- Theatrical release poster
- Directed by: Keera
- Produced by: J. S. B. Sathish Kumar
- Starring: Vishnupriyan Ashwini Chandrashekar Lollu Sabha Jeeva
- Cinematography: Muthukumaran
- Edited by: Samuel
- Music by: Ganesh Raghavendra
- Production company: JSB Film Studios
- Release date: 23 February 2018;
- Country: India
- Language: Tamil

= Merlin (2018 film) =

Merlin is a 2018 Indian Tamil-language horror film written and directed by Keera. The film features Vishnupriyan and Ashwini Chandrashekar in the lead roles, while Jeeva, Singampuli and Aadukalam Murugadoss play other pivotal roles. Featuring music by Ganesh Raghavendra, the venture began production in early 2016 and was released on 23 February 2018.

== Cast ==

- Special appearances in the song "Ain't No Sunshine" in order of appearance

== Soundtrack ==
The film's music was composed by Ganesh Raghavendra. The soundtrack was released on 28 June 2017 through TrendMusic. A version of the English song "Ain't No Sunshine" by Bill Withers from his 1971 album Just As I Am was included in the soundtrack of Merlin, with Aadukalam Murugadoss rendering the version. The song was used as a promotional track for the film, with actors such as Chaams, Aadukalam Naren, Aadhi, Vemal, Guru Somasundaram, Ma Ka Pa Anand, Shakthi Vasu, Priyamani and Vijay Sethupathi appearing in the making video.

Track listing
| No. | Title | Lyrics | Singer(s) | Length |
|---|---|---|---|---|
| 1. | "Onna Jaal" | Keera | Guru | 2:38 |
| 2. | "Vandhanam Vandhanam" | Ku.
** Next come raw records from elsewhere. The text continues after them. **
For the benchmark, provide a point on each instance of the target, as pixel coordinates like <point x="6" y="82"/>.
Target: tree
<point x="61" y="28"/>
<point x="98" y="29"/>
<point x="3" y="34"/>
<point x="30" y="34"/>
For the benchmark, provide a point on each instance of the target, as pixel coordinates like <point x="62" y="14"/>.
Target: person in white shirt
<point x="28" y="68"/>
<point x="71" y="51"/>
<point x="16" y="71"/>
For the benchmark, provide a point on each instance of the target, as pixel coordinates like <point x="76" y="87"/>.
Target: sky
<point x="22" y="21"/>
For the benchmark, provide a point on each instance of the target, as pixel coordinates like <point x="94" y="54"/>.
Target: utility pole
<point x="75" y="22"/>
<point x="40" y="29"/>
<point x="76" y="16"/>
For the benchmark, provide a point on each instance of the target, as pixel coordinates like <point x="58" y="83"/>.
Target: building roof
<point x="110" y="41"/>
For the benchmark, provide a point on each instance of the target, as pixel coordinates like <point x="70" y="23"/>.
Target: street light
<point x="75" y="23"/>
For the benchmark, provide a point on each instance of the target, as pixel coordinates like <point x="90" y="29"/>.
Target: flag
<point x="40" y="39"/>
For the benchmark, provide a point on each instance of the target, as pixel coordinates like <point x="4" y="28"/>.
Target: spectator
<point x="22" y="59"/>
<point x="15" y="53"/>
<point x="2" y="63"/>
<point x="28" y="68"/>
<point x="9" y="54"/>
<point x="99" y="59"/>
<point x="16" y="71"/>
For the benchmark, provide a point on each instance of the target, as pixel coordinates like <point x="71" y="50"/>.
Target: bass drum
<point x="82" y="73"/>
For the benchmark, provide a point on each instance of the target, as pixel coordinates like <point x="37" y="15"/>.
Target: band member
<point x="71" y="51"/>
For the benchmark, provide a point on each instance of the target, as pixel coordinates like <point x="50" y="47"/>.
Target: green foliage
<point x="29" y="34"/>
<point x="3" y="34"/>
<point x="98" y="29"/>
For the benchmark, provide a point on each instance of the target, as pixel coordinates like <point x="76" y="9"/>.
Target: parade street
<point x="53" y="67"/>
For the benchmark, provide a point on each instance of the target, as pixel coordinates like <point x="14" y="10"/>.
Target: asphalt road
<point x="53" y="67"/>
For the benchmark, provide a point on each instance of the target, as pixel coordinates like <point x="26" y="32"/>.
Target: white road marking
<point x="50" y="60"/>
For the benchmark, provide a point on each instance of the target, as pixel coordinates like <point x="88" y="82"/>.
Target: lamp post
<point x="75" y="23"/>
Karthick | Marana Gana Viji | 4:38 |
| 3. | "Aagaya Nilave" | Yugabharathi | Saindhavi | 4:14 |
| 4. | "Neerum Neruppum" | Saavee | Ganesh Raghavendra, Priyanka | 4:12 |
| 5. | "Ain't No Sunshine" | Bill Withers, Keera | Aadukalam Murugadoss | 3:23 |
| Total length: |  |  |  | 19:05 |

== Critical reception ==
Navein Darshan of Cinema Express felt that film lacked realism and the editing is completely abrupt. Dina Thanthi reviewed the film more positively, praising the cinematography and music.

== Controversy ==
Praveena Charumathi Sampathkumar filed a case and sought to stop the film from being screened as she felt that film contains dialogue which degrades women.